CSD is a debilitating problem that often occurs iatrogenically. Surgical intervention to treat CSD can lead to high morbidity and complications, and therefore surgeons must implement every technique possible to try to mitigate or prevent iatrogenic cervical deformity. During anterior procedures performed for degenerative cervical conditions, the clinical and radiographic cervical alignment must be optimized prior to fusing any segments. This requires proper positioning, adequate exposure, symmetric discectomy, and placement of pin distractors if used. Posterior cervical procedures similarly rely on adequate positioning to avoid iatrogenic deformity. Resecting greater than 50% of a facet joint and violating the posterior tension band should be avoided if possible. If multilevel laminectomies must be performed, then instrumented fusion should be considered. If nonfusion procedure like laminectomy is chosen, surgical dissection must preserve the C2 muscular attachments and must also not be performed on any patient with preoperative kyphosis of 13°. Surgeons must be aware of the concept of reciprocal change and compensatory cervical response to adult thoracolumbar or lumbar deformity correction. Increased preoperative T1–CL, high preoperative C2-T3 cobb angle, and increased number of SPOs are all risk factors for developing cervical deformity after thoracolumbar deformity correction. Future studies should aim to identify strategies that protect against developing iatrogenic cervical deformity after thoracolumbar deformity correction. After cervical deformity correction, horizontal gaze should be restored with adequate correction of global sagittal balance and inclusion of the primary driver of the cervical deformity in the correction construct. Tumor surgery resection from a posterior approach follows similar principles, but cervical deformity occurs at an increased incidence compared to when the posterior approach is performed for degenerative conditions. Instrumented fusion may be warranted in younger patients due to the risk of post laminectomy kyphosis, particularly if C2 laminectomy, CTJ laminectomy, or ≥ 3 level laminectomy is performed.
Further research is required to elucidate factors which may contribute to iatrogenic cervical deformity and to develop strategies to minimize these complications. Additionally, the relationship between radiographic iatrogenic deformity and impact on clinical outcome must be clarified.


Conflict of Interest

The authors have nothing to disclose.


This study received no specific grant from any funding agency in the public, commercial, or not-forprofit sectors.

Author Contribution

Conceptualization: RM, JC, TA, SQ; Writing - original draft: RM, JC; Writing - review & editing: TA, SQ.

Fig. 1.
Pictorial representations of commonly used angular measurements to describe cervical alignment.
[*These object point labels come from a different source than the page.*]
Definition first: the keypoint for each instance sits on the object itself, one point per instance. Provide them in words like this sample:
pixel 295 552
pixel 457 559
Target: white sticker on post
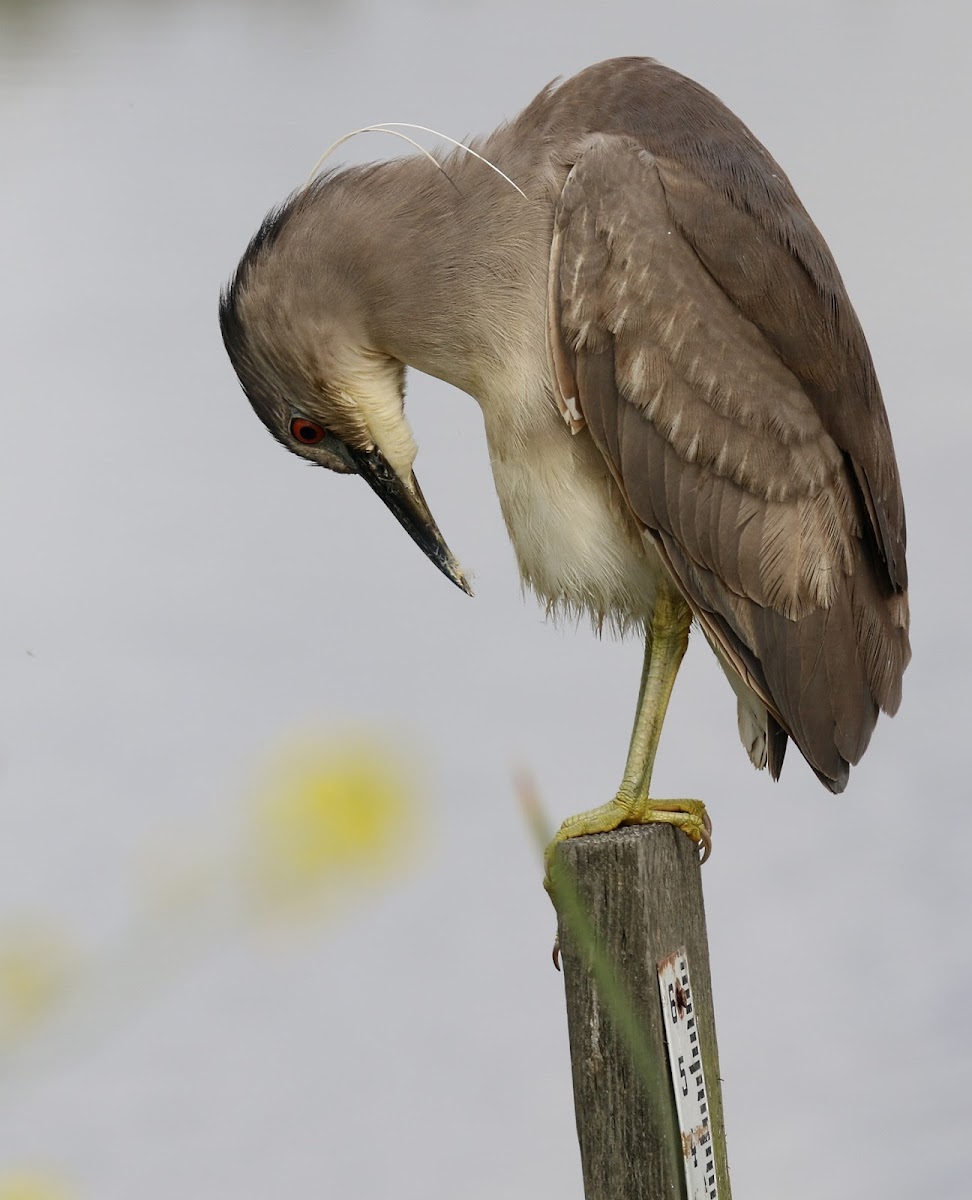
pixel 688 1077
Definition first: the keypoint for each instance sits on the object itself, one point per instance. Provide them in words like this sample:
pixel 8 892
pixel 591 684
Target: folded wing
pixel 701 330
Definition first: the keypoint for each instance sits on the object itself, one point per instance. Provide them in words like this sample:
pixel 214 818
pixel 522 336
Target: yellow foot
pixel 690 816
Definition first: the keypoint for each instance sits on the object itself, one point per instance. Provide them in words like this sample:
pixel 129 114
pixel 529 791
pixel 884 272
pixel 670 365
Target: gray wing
pixel 711 348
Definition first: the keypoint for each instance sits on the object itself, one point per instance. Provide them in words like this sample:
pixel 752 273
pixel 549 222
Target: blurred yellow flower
pixel 36 969
pixel 29 1186
pixel 329 813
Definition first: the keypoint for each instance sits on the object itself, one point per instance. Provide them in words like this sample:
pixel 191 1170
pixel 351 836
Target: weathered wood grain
pixel 641 891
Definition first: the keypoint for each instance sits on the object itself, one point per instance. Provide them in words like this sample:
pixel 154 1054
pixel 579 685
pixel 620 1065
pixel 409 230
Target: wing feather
pixel 741 418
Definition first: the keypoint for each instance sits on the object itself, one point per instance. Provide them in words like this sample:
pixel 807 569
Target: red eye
pixel 307 432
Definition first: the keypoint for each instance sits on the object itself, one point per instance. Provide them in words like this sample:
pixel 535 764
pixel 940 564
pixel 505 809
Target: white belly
pixel 576 545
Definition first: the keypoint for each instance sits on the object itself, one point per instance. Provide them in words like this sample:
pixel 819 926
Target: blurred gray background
pixel 178 592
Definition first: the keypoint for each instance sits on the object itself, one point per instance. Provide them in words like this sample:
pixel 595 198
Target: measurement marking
pixel 684 1050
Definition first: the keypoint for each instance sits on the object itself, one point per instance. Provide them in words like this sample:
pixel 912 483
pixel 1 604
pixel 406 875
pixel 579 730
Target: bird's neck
pixel 461 270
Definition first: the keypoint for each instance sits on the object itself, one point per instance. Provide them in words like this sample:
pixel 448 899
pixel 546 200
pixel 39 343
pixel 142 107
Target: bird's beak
pixel 406 501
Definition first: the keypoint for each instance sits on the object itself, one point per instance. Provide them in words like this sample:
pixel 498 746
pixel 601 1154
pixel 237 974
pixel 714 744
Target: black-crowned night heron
pixel 681 408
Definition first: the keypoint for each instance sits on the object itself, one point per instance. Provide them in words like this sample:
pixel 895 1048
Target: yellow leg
pixel 665 648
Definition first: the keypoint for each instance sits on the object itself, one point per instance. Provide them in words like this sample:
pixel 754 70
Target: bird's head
pixel 297 329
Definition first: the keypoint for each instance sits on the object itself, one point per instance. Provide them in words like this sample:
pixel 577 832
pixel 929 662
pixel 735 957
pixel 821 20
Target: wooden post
pixel 640 895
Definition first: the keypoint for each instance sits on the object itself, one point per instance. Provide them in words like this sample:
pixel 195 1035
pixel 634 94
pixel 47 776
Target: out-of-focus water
pixel 178 593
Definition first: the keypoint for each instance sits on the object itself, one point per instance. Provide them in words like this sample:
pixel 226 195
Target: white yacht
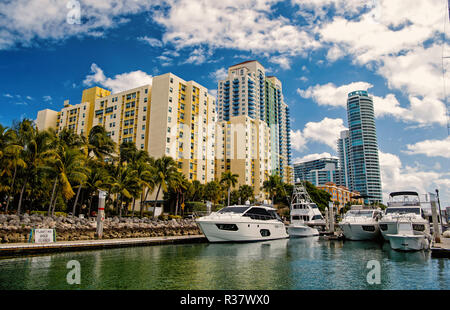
pixel 243 223
pixel 306 219
pixel 361 224
pixel 406 240
pixel 403 206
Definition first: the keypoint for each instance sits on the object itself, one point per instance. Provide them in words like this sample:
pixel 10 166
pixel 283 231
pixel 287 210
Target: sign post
pixel 433 200
pixel 101 213
pixel 331 207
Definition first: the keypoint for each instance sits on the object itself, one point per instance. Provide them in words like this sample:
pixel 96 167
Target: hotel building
pixel 341 194
pixel 358 148
pixel 247 91
pixel 171 117
pixel 318 171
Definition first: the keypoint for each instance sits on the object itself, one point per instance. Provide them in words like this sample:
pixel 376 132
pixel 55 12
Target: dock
pixel 19 249
pixel 442 249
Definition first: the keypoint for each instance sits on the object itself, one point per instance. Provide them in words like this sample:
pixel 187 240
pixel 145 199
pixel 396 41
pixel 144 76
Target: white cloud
pixel 297 140
pixel 120 82
pixel 424 112
pixel 219 74
pixel 151 41
pixel 24 22
pixel 326 131
pixel 313 157
pixel 431 148
pixel 198 56
pixel 332 95
pixel 244 25
pixel 395 177
pixel 283 61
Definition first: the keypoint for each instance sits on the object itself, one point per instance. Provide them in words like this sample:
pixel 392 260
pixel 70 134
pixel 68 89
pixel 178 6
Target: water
pixel 281 264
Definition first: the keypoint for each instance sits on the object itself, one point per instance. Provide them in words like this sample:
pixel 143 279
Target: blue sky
pixel 319 49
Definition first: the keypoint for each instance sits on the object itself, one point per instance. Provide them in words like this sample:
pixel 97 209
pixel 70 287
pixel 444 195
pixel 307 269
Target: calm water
pixel 281 264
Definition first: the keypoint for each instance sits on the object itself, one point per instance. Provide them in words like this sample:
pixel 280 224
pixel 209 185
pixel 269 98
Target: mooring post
pixel 100 214
pixel 437 237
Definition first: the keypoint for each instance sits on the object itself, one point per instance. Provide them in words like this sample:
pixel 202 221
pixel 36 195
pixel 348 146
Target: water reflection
pixel 301 263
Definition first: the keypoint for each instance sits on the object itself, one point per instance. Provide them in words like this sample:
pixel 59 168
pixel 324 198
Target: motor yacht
pixel 305 217
pixel 403 206
pixel 406 239
pixel 241 223
pixel 361 224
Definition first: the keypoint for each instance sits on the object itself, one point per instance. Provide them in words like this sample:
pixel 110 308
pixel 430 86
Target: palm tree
pixel 68 165
pixel 165 167
pixel 10 152
pixel 272 185
pixel 229 180
pixel 179 184
pixel 124 181
pixel 34 143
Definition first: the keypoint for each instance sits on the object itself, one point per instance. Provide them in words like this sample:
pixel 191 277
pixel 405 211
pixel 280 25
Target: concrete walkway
pixel 441 249
pixel 17 249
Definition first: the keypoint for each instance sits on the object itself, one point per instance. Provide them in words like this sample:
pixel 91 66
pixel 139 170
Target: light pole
pixel 440 213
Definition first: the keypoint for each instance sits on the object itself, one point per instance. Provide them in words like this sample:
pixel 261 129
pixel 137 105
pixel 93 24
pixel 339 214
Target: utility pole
pixel 436 234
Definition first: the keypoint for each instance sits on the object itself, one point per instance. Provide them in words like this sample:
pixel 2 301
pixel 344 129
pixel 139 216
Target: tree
pixel 229 180
pixel 165 167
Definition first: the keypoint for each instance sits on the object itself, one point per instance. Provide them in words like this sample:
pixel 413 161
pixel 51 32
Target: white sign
pixel 43 235
pixel 102 194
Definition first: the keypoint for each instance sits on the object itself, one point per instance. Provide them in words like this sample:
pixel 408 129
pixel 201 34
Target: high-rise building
pixel 318 171
pixel 243 147
pixel 248 91
pixel 170 117
pixel 344 163
pixel 358 150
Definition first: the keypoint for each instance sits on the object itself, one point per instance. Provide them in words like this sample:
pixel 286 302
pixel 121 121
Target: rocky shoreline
pixel 16 228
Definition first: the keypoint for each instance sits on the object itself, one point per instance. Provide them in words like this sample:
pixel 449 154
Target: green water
pixel 281 264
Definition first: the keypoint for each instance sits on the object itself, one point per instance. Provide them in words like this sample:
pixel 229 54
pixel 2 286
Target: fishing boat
pixel 406 239
pixel 403 206
pixel 243 223
pixel 361 224
pixel 305 217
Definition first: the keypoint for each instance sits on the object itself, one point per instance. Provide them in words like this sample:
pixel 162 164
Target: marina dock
pixel 15 249
pixel 442 249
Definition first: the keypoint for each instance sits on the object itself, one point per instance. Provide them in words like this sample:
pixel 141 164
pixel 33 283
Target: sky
pixel 50 50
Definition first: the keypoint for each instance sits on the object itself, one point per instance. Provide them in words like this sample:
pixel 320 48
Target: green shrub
pixel 46 212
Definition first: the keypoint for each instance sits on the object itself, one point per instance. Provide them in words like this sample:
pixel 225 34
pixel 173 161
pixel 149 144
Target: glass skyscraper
pixel 358 148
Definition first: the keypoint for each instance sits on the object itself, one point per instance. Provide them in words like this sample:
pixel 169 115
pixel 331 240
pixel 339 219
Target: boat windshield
pixel 363 213
pixel 403 210
pixel 237 210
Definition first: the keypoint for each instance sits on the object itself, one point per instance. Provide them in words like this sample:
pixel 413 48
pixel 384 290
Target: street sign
pixel 43 235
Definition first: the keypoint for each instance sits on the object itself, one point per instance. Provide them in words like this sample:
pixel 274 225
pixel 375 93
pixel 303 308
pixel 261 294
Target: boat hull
pixel 301 231
pixel 243 232
pixel 390 228
pixel 360 232
pixel 407 243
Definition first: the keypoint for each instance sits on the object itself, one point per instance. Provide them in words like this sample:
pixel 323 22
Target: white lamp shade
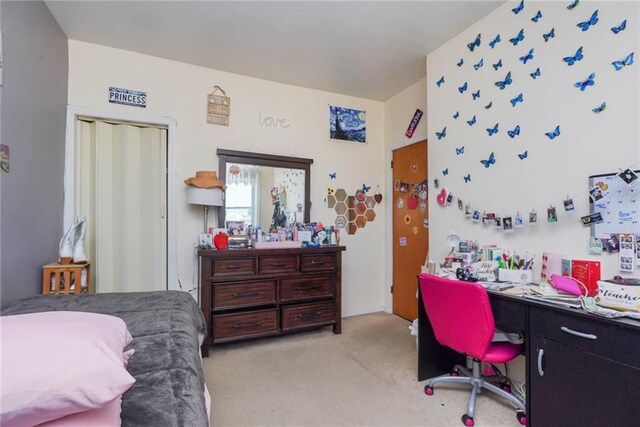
pixel 204 196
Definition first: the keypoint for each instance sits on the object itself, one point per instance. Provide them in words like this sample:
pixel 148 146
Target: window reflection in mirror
pixel 264 196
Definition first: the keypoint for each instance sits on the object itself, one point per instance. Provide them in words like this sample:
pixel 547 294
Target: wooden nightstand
pixel 64 276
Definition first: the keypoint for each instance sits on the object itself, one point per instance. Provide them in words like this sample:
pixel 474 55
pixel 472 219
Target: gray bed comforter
pixel 166 327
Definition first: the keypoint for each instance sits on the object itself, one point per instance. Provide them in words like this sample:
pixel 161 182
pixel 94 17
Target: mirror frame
pixel 260 159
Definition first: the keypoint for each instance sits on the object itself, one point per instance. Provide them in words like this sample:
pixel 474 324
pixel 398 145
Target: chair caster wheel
pixel 522 418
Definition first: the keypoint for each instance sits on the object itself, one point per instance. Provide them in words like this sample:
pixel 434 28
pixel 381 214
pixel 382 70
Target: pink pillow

CBVA, chinbrow vertical angle; cSVA, cervical sagittal vertical axis; CL, cervical lordosis. Adapted from Passias et al. Neurosurgery 2018;83:651-9, with permission of Wolters Kluwer Health, Inc. [7]
Fig. 2.
Cervical deformity classification system developed by Ames et al. [22] CBVA, chin-brow vertical angle; mJOA, modified Japanese Orthopaedic Association; Pl, pelvic incidence; LL, lumbar lordosis.
Fig. 3.
Different morphologic groups of cervical deformity. Adapted from Kim et al. J Neurosurg Spine 2019;1-7, with permission of Elsevier. [23] TS, T1 slope; CL, cervical lordosis; cSVA, cervical sagittal vertical axis.
Fig. 4.
Demonstration of how lordosis can be corrected once pins are parallel and distracted. Adapted from Lehman et al. Neurosurg Clin N Am 2006;17:247-61, vi, with permission of Elsevier. [33]
Fig. 5.
Various depictions of how pin misplacement can lead to malalignment. Adapted from Lehman et al. Neurosurg Clin N Am 2006;17:247-61, vi, with permission of Elsevier. [33]
Table 1.
Normative values for various cervical alignment radiographic parameters
Parameter Measurement
C1–7 lordosis (°) 41.8
C2–7 lordosis (°) 9.6
cSVA (mm) 15.6 ± 11.2
CBVA (°) Between -10 and +10
T1 slope (°)
 20-39 Years -22
 40-59 Years -21.1
 > 60 Years -31.6

cSVA, cervical sagittal vertical axis; CBVA, chin-brow vertical angle.